Elevate Big Sky launches with inaugural meeting
By Gabrielle Gasser ASSOCIATE EDITOR
BIG SKY – In an effort to mobilize resources and address community needs, Big Sky’s four major philanthropic organizations are teaming up to create a new funding collaborative known as Elevate Big Sky.
Intended to develop a funding mechanism and resource pool that will tackle complex challenges in the community, Elevate Big Sky will work to develop strategic solutions, invite grantee proposals and organize resources. These efforts will address three core focus areas the collaborative has identified: livability, health and wellness, and environment.
The collaborative includes Big Sky Resort Area District, Moonlight Community Foundation, Spanish Peaks Community Foundation and Yellowstone Club Community Foundation. These four major community funding partners are joined by partners from CrossHarbor Capital Partners and Big Sky Resort as well as five other community members.
The collaborative intends to hear community ideas and feedback which it can use to prioritize and strategize solutions. The new Elevate Big Sky Committee, comprised of 11 members representing each faction, will field requests which can then be passed on to funding partners.
Ruthi Solari, director of community partnerships for Yellowstone Club Community Foundation, serves as the leader of the committee and she noted at the first meeting that this process is an “emergent design” meaning it hasn’t been done before.
“The readiness and willingness is there,” Solari said. “The guidance for what this whole process looks like is still emerging.”
This morning at the Town Center office, 14 people including the committee members as well as associated staff sat down for the first time together for Elevate Big Sky’s inaugural meeting.
“I think it was everything we were hoping for,” Solari said after the meeting. “The people in the room, everyone came ready to have thoughtful, deliberate conversation and ready for collaboration and that’s what we’ve been hoping for.”
After initial introductions, Solari sparked a lively conversation during the meeting about current challenges in Big Sky by asking each member to share their orientation to Big Sky, an issue that they feel is urgent or “on fire” in the community and an issue that they care most about.
Chief among the concerns voiced was livability, an umbrella under which attendees identified several pressing issues including affordable housing, traffic congestion and lack of early child care options.
Though many community challenges were discussed, all present voiced their love of the Big Sky community and offered reminders that there are many positive aspects of life in this unique mountain town.
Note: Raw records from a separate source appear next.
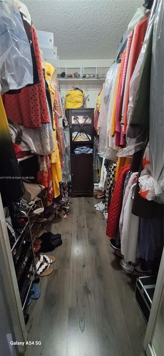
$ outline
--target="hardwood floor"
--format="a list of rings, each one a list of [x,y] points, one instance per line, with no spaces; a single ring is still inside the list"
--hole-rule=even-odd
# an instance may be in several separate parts
[[[41,277],[41,295],[27,312],[29,356],[144,356],[146,324],[135,299],[136,278],[123,273],[93,198],[70,199],[54,271]]]

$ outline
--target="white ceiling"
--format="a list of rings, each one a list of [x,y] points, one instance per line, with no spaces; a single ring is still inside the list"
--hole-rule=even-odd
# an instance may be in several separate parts
[[[60,59],[114,58],[144,0],[22,0],[37,30],[53,32]]]

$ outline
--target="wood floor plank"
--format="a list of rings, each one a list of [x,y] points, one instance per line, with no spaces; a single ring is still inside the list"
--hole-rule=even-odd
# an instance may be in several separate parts
[[[30,356],[144,356],[146,324],[134,298],[136,278],[123,273],[93,198],[70,199],[67,219],[50,225],[63,245],[49,254],[54,271],[27,312]]]

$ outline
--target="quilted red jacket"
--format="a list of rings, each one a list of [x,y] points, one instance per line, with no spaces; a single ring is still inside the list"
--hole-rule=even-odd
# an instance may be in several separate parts
[[[123,189],[130,164],[125,166],[120,169],[115,184],[112,198],[109,207],[106,234],[111,239],[114,239],[116,231],[121,209]]]

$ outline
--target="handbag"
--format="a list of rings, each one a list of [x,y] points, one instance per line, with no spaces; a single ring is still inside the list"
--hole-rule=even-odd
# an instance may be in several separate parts
[[[27,183],[24,182],[23,184],[26,191],[22,197],[27,203],[30,203],[40,194],[42,190],[45,189],[44,185],[41,184],[33,184],[32,183]]]
[[[65,110],[83,108],[84,98],[84,93],[78,88],[75,88],[73,90],[69,90],[65,98]]]

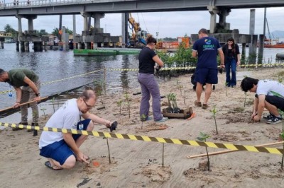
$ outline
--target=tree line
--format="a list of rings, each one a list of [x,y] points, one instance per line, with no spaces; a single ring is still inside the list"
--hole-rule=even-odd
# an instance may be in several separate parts
[[[10,24],[6,24],[4,26],[4,33],[11,33],[12,34],[12,36],[16,36],[18,33],[18,31],[16,30],[15,29],[13,29],[12,28],[12,26]],[[73,34],[73,32],[70,30],[69,30],[67,28],[66,28],[66,33],[71,35]],[[43,35],[48,35],[48,33],[47,33],[45,31],[45,30],[36,30],[36,35],[43,36]],[[52,33],[53,35],[55,36],[59,36],[60,35],[60,30],[56,28],[53,29],[53,31],[52,32]]]

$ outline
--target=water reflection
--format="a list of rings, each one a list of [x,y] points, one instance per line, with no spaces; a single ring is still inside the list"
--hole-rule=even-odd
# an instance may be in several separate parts
[[[48,50],[43,52],[17,52],[15,44],[5,44],[5,49],[0,50],[1,65],[0,68],[9,71],[16,68],[28,68],[39,75],[42,83],[62,79],[73,76],[106,68],[136,69],[137,55],[74,57],[72,51]],[[58,93],[94,81],[104,80],[104,71],[76,77],[52,84],[43,85],[42,96]],[[127,71],[107,71],[106,91],[115,93],[122,90],[122,86],[136,87],[136,74]],[[129,83],[129,81],[131,81]],[[8,90],[8,83],[0,83],[0,91]],[[8,94],[1,95],[0,109],[11,106],[16,98]]]

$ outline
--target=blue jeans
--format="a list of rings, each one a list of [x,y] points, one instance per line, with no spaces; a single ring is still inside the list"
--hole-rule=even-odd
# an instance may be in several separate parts
[[[142,99],[140,105],[140,117],[149,115],[150,98],[152,95],[153,115],[155,121],[163,118],[160,111],[160,89],[154,75],[151,74],[138,74],[138,81],[141,86]]]
[[[236,85],[236,62],[234,58],[226,57],[226,83],[227,86],[234,86]],[[231,77],[230,76],[231,71]]]

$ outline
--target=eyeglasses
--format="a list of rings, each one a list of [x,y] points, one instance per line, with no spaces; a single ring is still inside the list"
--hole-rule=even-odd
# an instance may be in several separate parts
[[[92,108],[93,108],[94,106],[91,106],[89,105],[88,104],[87,104],[86,101],[83,99],[84,102],[86,104],[86,106],[88,107],[89,110],[91,110]]]

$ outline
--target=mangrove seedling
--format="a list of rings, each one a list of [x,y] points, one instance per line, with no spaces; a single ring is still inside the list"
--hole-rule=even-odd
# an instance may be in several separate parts
[[[227,82],[225,83],[225,87],[226,87],[226,96],[228,97],[228,83]]]
[[[244,107],[246,107],[246,96],[248,95],[246,94],[246,92],[244,93],[244,95],[245,95],[245,97],[244,97]]]
[[[46,119],[46,116],[45,116],[45,110],[46,110],[46,108],[44,108],[44,107],[40,108],[40,110],[42,110],[43,112],[43,115],[45,117],[45,119]]]
[[[183,88],[183,86],[182,85],[178,85],[178,88],[180,90],[180,95],[182,95],[182,88]]]
[[[206,139],[209,138],[210,135],[207,134],[205,133],[200,132],[199,136],[197,138],[197,140],[201,141],[204,141],[206,142]],[[207,154],[207,167],[208,167],[208,171],[210,170],[210,161],[209,160],[209,155],[208,155],[208,150],[207,150],[207,146],[205,146],[206,149],[206,153]]]
[[[142,115],[141,115],[141,117],[140,117],[141,118],[141,129],[142,129],[142,128],[143,128],[143,122],[145,122],[146,120],[146,116],[144,114],[143,114]]]
[[[127,110],[129,110],[129,117],[130,118],[130,102],[131,100],[129,98],[129,95],[127,93],[127,91],[124,94],[125,100],[126,100],[126,104],[127,104]]]
[[[212,112],[212,116],[215,122],[216,134],[218,134],[217,123],[216,122],[216,114],[218,112],[218,111],[216,109],[216,105],[213,106],[213,109],[211,110],[210,112]]]
[[[173,113],[179,113],[180,112],[180,108],[178,107],[177,105],[177,99],[176,99],[176,95],[174,93],[170,93],[168,95],[168,100],[169,101],[169,106],[171,107],[171,104],[173,105],[173,108],[170,108],[172,110]]]
[[[51,100],[51,102],[53,102],[53,113],[55,112],[55,107],[54,107],[54,99],[55,98],[53,98]]]
[[[282,120],[283,122],[283,120]],[[279,137],[284,141],[284,132],[282,132],[281,134],[279,134]],[[283,149],[284,149],[284,143],[283,143]],[[284,155],[282,154],[282,160],[281,160],[281,169],[283,169],[283,160],[284,160]]]
[[[109,151],[109,139],[106,137],[103,137],[103,139],[106,139],[107,150],[109,151],[109,164],[111,164],[111,152]]]
[[[119,114],[121,114],[121,105],[122,105],[122,100],[117,101],[116,104],[119,105]]]
[[[165,151],[165,143],[163,143],[162,167],[164,167],[164,151]]]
“We do have a great sense of community,” said John Seelye, a longtime Big Sky resident and business owner and one of the committee members. “Regardless of challenges this is a phenomenal community.”
At the core of Elevate Big Sky’s model is community voice which will inform what the collaborative addresses, Solari explained in the meeting. This way of organizing efforts is also known as participatory grant-making.
Elevate Big Sky has roots reaching back to 2019 when the Our Big Sky Strategic Plan was completed. The plan spurred community-wide conversation and ultimately led to a community vision informed by priorities from community members. Then, in July 2021, Big Sky’s funding organizations came together to discuss a potential collaborative impact fund and a launch committee was formed of board members from each funding partner and two community members, Seelye as well as Christine Baker, longtime community member and vice president of Mountain Sports School at Big Sky Resort.
From this launch committee, Elevate Big Sky was born.
To address Elevate Big Sky’s focus areas, the committee will approach its work with a four-step process: identify, prioritize, allocate and evaluate.
The goal, according to Solari, is to think innovatively and collaboratively and support multi-stakeholder, multi-year projects that will dig into some of the more complex issues faced by the Big Sky community.
To wrap the first meeting, the 11-person committee decided that the board will use a two-thirds majority when voting and it will meet bi-monthly for 90 minutes for the foreseeable future.
“We can’t be anti-growth or anti-development,” Solari said after the meeting. “We have to say, ‘how do we do so while also prioritizing these real needs in the community?’”
Solari emphasized that Big Sky is a special place, pointing out how many times this was referenced by meeting attendees.
“We really have an opportunity to be a model,” she said, “and to learn from what is working and what’s not working in other mountain resort communities and to really dig in, in a very unique collaborative way here to truly preserve what is so magical and truly be the best mountain town.”